I stumbled upon this today (here) and it reinforces my general philosophy and strategy toward addressing local real estate values with some quantitative backbone. Here is the conclusion from the report with highlights bolded and my comments in green within the conclusion:
The evidence suggests that property tax revenues are quite responsive to changes in house prices. ( higher property prices generate higher tax revenues) Although it takes several years for house price appreciation to feed through toproperty tax revenues, the long-run elasticity is on the order of 0.4. On average, policy makers are estimated to respond to increasing home prices by reducing effective tax rates (higher prices lower effective tax rates) so as to offset 60 percent of the increase in tax revenue that would have occurred in the absence of a change in the effective tax rate. Institutional features of the property tax, such as delays in bringing assessed values into line with market values (the failure to adjust assessed values in the year-over-year increases in our market values has actually lost the city revenue and also as a consequence failed to deliver the reduction in the effective tax rate mentioned above; this is why assessments are so important and why the argument for keeping legacy assessments is precisely wrong and ill-advised) and caps and limitations on the tax, likely explain the lag between house prices and tax revenues (and may also influence the magnitude of the relationship.)

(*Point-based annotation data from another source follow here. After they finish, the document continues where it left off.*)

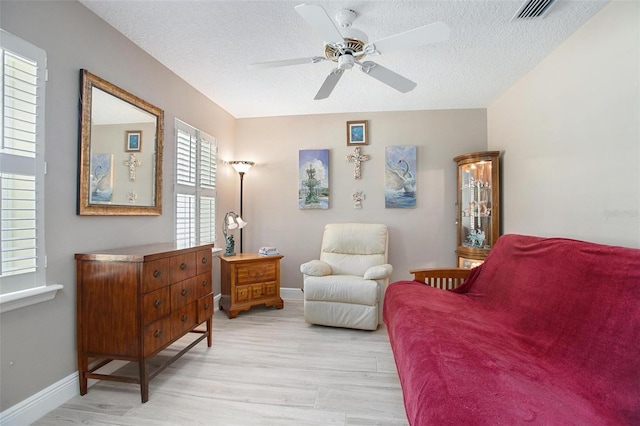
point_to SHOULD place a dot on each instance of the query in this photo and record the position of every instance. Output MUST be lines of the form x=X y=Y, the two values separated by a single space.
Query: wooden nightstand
x=247 y=280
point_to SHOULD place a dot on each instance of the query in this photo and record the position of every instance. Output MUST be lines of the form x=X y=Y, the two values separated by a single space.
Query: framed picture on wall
x=357 y=133
x=313 y=179
x=400 y=174
x=133 y=141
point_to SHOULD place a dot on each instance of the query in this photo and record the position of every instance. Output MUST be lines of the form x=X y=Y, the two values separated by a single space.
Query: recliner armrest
x=378 y=272
x=316 y=268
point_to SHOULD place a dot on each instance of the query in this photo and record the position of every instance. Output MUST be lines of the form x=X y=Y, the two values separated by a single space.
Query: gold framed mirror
x=120 y=170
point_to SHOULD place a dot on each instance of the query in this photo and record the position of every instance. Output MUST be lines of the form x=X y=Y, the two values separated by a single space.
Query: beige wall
x=570 y=132
x=38 y=344
x=424 y=236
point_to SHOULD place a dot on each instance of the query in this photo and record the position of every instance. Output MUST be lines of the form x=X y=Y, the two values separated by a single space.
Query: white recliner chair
x=346 y=286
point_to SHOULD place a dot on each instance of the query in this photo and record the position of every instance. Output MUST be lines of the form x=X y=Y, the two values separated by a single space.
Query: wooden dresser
x=247 y=280
x=133 y=302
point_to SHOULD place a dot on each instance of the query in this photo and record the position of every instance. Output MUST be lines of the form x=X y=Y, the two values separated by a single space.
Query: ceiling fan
x=350 y=49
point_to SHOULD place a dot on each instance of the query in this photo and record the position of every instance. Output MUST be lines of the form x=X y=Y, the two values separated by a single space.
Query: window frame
x=28 y=287
x=195 y=186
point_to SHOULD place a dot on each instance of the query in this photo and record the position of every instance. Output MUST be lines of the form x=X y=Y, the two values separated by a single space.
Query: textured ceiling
x=211 y=44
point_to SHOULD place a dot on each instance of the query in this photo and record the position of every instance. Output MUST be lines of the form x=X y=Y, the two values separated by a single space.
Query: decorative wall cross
x=132 y=163
x=357 y=158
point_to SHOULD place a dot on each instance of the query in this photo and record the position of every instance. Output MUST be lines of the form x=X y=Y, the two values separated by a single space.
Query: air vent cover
x=533 y=9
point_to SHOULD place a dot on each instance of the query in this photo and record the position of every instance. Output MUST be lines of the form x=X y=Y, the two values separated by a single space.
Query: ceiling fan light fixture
x=345 y=62
x=345 y=17
x=351 y=45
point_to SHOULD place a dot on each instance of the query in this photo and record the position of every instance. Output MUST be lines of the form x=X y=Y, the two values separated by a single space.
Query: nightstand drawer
x=243 y=293
x=256 y=272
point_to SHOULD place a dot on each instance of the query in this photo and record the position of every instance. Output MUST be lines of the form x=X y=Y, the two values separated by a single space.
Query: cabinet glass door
x=478 y=206
x=475 y=205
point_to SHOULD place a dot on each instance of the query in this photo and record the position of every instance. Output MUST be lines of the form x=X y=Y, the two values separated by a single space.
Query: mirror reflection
x=121 y=151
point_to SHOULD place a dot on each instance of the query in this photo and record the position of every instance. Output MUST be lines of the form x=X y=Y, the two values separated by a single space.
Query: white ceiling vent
x=533 y=9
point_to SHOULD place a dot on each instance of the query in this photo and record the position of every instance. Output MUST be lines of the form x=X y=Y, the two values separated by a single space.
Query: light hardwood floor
x=266 y=367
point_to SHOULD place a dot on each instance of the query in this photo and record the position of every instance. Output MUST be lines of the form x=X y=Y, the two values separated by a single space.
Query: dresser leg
x=83 y=367
x=144 y=380
x=209 y=332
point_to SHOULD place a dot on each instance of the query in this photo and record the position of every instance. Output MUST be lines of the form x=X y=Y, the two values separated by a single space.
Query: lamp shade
x=242 y=166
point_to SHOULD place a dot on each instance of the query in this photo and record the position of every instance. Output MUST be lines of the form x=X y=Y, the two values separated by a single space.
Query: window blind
x=22 y=256
x=196 y=157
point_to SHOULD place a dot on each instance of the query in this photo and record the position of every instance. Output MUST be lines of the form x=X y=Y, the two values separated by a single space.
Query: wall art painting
x=101 y=179
x=357 y=133
x=313 y=175
x=400 y=177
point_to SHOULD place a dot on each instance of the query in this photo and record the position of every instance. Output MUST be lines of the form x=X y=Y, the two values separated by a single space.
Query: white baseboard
x=291 y=293
x=31 y=409
x=50 y=398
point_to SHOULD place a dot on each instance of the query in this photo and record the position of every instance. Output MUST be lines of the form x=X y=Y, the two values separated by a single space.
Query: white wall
x=570 y=132
x=420 y=237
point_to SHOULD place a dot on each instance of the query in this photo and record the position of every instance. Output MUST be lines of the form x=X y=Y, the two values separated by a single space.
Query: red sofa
x=546 y=331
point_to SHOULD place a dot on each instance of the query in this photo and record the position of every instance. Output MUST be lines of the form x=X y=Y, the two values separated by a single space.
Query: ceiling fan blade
x=329 y=83
x=388 y=77
x=287 y=62
x=432 y=33
x=317 y=17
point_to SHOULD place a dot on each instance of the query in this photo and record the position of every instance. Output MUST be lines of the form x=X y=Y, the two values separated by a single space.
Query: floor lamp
x=241 y=167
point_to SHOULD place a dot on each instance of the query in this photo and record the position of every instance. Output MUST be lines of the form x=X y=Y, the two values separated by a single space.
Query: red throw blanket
x=545 y=331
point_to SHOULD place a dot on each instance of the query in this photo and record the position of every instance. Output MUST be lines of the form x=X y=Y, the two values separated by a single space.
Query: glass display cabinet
x=477 y=206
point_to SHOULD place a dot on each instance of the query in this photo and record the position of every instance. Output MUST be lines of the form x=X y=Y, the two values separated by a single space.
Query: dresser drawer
x=155 y=275
x=203 y=261
x=183 y=320
x=184 y=292
x=257 y=272
x=155 y=305
x=182 y=267
x=156 y=335
x=204 y=284
x=205 y=308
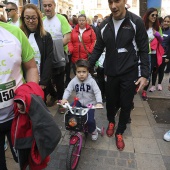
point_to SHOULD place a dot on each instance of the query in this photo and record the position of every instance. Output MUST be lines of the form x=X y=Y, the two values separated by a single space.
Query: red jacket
x=76 y=48
x=35 y=128
x=155 y=45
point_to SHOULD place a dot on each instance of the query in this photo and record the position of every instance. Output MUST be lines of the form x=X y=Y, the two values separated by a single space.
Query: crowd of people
x=126 y=51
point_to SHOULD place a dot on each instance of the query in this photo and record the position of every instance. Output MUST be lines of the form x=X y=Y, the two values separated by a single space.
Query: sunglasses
x=9 y=10
x=30 y=18
x=154 y=15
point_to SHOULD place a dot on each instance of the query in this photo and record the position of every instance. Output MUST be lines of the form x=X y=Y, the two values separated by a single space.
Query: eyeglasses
x=9 y=10
x=81 y=20
x=154 y=15
x=27 y=18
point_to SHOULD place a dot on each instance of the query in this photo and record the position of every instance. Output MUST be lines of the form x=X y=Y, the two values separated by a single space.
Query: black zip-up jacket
x=45 y=45
x=122 y=54
x=166 y=41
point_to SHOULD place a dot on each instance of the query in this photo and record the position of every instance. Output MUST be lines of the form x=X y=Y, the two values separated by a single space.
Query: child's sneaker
x=167 y=136
x=94 y=135
x=5 y=146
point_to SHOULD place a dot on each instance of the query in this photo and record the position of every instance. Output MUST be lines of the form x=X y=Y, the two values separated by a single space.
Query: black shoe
x=104 y=99
x=166 y=71
x=66 y=83
x=129 y=120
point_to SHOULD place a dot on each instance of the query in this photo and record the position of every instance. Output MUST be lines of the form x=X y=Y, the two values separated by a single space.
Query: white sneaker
x=167 y=136
x=159 y=87
x=152 y=89
x=94 y=135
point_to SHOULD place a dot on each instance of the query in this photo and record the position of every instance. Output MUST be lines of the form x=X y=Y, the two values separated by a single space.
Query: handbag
x=81 y=40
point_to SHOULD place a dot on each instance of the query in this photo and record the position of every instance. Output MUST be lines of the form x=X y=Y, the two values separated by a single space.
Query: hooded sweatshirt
x=87 y=91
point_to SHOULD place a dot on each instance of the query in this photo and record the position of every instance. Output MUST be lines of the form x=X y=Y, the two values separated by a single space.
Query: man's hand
x=142 y=82
x=99 y=106
x=169 y=87
x=166 y=60
x=63 y=101
x=43 y=87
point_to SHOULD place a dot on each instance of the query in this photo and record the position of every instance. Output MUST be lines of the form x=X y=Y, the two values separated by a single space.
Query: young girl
x=87 y=91
x=165 y=57
x=154 y=34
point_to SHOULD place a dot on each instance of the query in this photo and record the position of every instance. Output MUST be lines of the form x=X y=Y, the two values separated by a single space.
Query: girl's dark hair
x=82 y=15
x=82 y=63
x=75 y=21
x=168 y=16
x=146 y=19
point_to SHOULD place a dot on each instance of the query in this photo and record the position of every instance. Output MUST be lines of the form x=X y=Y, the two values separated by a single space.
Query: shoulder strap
x=81 y=40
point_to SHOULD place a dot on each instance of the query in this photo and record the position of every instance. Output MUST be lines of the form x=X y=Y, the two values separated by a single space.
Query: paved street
x=145 y=149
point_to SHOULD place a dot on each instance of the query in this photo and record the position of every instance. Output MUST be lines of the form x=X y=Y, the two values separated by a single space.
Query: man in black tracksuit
x=124 y=36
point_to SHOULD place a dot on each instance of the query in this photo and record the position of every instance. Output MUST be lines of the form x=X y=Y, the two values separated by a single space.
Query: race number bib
x=7 y=94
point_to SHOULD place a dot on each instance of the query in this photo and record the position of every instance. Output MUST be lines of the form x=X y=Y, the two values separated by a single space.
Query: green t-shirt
x=14 y=49
x=57 y=26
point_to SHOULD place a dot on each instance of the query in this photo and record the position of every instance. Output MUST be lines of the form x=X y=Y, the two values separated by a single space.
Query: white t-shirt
x=53 y=26
x=117 y=24
x=82 y=30
x=36 y=50
x=151 y=37
x=14 y=49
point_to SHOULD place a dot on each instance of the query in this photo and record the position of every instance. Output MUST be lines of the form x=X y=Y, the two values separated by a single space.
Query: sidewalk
x=145 y=149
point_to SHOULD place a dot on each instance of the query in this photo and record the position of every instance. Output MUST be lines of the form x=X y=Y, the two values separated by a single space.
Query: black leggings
x=5 y=130
x=152 y=68
x=120 y=92
x=159 y=72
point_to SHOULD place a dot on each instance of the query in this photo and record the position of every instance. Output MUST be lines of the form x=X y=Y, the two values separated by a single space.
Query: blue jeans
x=91 y=123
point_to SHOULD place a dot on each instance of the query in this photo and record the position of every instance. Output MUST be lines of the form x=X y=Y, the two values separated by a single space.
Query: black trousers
x=101 y=80
x=159 y=72
x=5 y=130
x=68 y=69
x=120 y=91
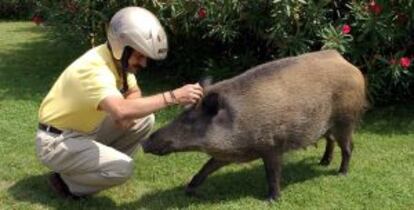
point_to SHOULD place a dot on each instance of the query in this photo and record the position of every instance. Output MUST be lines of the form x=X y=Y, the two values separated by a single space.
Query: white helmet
x=139 y=29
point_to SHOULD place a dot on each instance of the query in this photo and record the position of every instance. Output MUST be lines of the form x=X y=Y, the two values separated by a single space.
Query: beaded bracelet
x=174 y=99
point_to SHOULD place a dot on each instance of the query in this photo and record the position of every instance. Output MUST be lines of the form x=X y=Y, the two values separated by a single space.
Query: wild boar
x=268 y=110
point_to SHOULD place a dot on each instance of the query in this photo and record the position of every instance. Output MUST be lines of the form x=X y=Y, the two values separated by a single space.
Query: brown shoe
x=59 y=186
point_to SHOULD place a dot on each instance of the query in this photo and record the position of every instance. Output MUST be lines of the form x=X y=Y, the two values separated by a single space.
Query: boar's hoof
x=190 y=191
x=325 y=162
x=272 y=198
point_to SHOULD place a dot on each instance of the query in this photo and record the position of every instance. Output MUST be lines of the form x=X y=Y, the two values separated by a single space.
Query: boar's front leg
x=273 y=165
x=208 y=168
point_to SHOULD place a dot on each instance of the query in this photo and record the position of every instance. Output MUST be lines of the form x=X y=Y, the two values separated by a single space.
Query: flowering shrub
x=223 y=38
x=16 y=9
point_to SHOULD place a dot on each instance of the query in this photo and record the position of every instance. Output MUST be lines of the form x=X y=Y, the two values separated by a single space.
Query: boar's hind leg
x=208 y=168
x=273 y=166
x=327 y=156
x=343 y=136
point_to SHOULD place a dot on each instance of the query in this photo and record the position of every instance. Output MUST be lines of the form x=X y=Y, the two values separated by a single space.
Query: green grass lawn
x=381 y=173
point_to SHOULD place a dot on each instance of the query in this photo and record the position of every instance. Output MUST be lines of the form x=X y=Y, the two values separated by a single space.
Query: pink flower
x=346 y=29
x=37 y=19
x=375 y=7
x=202 y=12
x=405 y=62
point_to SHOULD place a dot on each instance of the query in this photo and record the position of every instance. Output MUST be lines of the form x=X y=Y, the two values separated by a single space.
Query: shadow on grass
x=217 y=188
x=35 y=190
x=231 y=186
x=397 y=119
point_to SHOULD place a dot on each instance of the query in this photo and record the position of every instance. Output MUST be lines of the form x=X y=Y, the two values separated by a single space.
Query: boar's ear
x=206 y=81
x=210 y=104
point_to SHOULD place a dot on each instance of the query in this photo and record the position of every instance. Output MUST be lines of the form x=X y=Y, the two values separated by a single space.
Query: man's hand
x=188 y=94
x=124 y=124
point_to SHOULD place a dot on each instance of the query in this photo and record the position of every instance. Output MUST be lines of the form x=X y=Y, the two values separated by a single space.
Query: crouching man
x=94 y=117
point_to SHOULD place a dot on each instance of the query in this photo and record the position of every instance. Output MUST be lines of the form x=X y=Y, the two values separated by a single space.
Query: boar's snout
x=156 y=145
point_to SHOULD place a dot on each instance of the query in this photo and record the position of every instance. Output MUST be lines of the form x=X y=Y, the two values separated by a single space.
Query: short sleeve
x=132 y=80
x=96 y=84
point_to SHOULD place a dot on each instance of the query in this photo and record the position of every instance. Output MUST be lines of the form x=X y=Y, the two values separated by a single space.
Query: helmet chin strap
x=124 y=64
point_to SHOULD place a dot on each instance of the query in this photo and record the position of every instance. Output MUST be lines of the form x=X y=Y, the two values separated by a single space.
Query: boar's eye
x=190 y=117
x=210 y=104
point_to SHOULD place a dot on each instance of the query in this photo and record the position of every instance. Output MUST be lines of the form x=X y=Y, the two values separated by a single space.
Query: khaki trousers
x=89 y=163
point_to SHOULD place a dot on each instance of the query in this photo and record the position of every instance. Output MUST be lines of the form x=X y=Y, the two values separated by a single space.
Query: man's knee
x=119 y=170
x=144 y=125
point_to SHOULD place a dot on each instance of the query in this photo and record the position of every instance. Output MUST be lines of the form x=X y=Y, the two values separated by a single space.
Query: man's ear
x=206 y=81
x=210 y=104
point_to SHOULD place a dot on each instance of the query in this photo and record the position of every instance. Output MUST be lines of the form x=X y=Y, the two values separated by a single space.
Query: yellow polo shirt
x=73 y=101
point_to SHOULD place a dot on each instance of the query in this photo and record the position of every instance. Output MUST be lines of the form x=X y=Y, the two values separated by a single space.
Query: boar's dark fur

There is some evidence that the elasticity is smaller for unusually large house price changes, suggesting that policy makers and voters may prefer to avoid unusually large increases in property tax bills. Similarly, there is evidence that during periods of unusually sluggish house price growth the elasticity is larger, suggesting that policy makers and voters may not want tax revenue growth to slow too much. The evidence on the impact of house price depreciation is somewhat mixed, but on the whole there is little evidence that house price declines influence property tax revenues. It appears that policy makers raise effective tax rates to offset declines in tax revenue arising from downward swings in the housing market. (The Amsterdam syndrome: declining house prices raise the effective tax rate). These estimates should be interpreted cautiously because they come from a sample in which most house price declines are relatively small. Thus, the results may not accurately predict the response of local governments to some of the large price declines that have occurred in different parts of the country, given the political difficulty of increasing tax rates under such circumstances.
So the bottom line is that by failing to adjust assessments during the increase in real estate values, we actually cost the city tax revenue during that time and with the subsequent decline, we have raised the effective tax rate. The ideal lose-lose policy scenario.
This is the folly of blindly focusing on high taxes while ignoring market and assessed values.